### 개요

dictionary 구조

- platform : 발매 플랫폼 string
- title : 게임명 string
- publisher : 퍼블리셔명 string
- 0~99 : 내부 dict (100개 이하)
  - score : 유저 점수
  - review : 리뷰 내용 ex) 3번 리뷰 내용 : dict[3]['review']
- static
  - critic : 평론가 관련 수치 dict
    - mean : 평점
    - total : 전체 리뷰 수
    - positive : 긍정 수
    - mixed : 복합적 평가 수(so so 함)
    - negative : 부정 수
  - user : 유저 관련 수치 dict, 평론가와 동일
- detail
  - summary : 게임 소개
  - 이 외에도 게임 등급, 장르 등을 table에서 긁어와 key : value 형태로 결합
- review number : 마지막 리뷰의 index

### Import

예전 코드 재활용 + joblib 추가

[참고사이트(메타크리틱)](https://www.metacritic.com)

In [1]:
from webdriver_manager.chrome import ChromeDriverManager
from selenium.webdriver.chrome.service import Service
from selenium.webdriver.chrome.options import Options

from selenium import webdriver
from selenium.webdriver.common.by import By
from selenium.webdriver.common.keys import Keys

from bs4 import BeautifulSoup 
import time
import pandas as pd
import numpy as np
import json
import re
import csv
import requests
import pickle
import tqdm

import sqlite3

import warnings
warnings.filterwarnings("ignore") # 불필요한 Warning 메시지를 꺼줍니다.

options = Options()
options.headless = True

import joblib

### Run Webdriver

In [2]:
service = Service(executable_path=ChromeDriverManager().install()) 

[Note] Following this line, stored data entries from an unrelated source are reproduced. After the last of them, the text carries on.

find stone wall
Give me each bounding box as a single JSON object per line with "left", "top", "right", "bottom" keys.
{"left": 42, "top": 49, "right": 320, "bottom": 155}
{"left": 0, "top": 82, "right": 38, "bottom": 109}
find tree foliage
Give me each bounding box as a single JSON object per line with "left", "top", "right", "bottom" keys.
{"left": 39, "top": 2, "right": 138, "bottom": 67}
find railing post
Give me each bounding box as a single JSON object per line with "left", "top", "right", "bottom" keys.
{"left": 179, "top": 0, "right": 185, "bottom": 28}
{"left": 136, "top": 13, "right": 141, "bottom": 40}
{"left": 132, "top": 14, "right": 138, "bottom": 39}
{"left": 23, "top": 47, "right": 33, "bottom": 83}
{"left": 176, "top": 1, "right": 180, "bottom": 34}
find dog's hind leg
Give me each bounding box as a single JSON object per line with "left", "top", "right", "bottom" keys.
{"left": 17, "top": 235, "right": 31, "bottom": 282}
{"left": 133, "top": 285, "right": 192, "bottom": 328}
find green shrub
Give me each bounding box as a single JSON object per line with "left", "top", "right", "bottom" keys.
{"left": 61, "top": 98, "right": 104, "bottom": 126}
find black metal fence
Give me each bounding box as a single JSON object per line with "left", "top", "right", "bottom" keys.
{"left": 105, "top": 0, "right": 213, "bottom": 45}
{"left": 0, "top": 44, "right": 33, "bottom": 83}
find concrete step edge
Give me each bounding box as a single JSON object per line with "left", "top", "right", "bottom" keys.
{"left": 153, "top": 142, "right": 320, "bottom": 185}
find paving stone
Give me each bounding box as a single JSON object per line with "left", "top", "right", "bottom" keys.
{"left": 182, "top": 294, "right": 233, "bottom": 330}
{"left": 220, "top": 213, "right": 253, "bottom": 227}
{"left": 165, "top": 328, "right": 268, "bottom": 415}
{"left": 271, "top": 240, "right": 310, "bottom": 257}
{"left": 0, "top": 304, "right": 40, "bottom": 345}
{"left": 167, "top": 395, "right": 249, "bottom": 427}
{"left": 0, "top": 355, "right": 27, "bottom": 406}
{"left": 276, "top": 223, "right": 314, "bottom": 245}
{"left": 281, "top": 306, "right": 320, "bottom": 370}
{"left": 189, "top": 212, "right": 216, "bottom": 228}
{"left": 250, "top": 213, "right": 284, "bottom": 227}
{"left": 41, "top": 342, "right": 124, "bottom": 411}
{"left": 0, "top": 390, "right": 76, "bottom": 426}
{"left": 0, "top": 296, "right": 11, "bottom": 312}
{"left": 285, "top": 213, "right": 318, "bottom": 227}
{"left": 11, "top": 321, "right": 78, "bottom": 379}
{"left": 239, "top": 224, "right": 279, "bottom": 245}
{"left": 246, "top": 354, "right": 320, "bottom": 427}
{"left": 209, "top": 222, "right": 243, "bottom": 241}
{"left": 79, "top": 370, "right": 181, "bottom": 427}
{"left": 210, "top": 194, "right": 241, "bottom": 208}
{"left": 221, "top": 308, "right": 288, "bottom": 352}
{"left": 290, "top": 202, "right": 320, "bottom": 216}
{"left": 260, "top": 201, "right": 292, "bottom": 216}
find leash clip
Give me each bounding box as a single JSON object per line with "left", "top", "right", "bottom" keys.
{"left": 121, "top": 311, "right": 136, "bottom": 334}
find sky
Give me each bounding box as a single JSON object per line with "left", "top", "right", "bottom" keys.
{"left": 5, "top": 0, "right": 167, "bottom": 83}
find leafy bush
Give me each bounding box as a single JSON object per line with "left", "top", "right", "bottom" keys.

driver = webdriver.Chrome(service=service, options=options)

driver.maximize_window()



Current google-chrome version is 104.0.5112
Get LATEST chromedriver version for 104.0.5112 google-chrome
Driver [C:\Users\piakp\.wdm\drivers\chromedriver\win32\104.0.5112.79\chromedriver.exe] found in cache


### Best games

In [3]:
metacritic_base_url = 'https://www.metacritic.com/browse/games/score/userscore/all/all/filtered?page='

In [4]:
driver.get(metacritic_base_url + str(0))

time.sleep(3)

In [5]:
game_list_page = BeautifulSoup(driver.page_source, 'html.parser')

best_game_anchor_list = game_list_page.select('.clamp-summary-wrap > a')

In [6]:
driver.get(metacritic_base_url + str(1))

time.sleep(3)

In [7]:
game_list_page = BeautifulSoup(driver.page_source, 'html.parser')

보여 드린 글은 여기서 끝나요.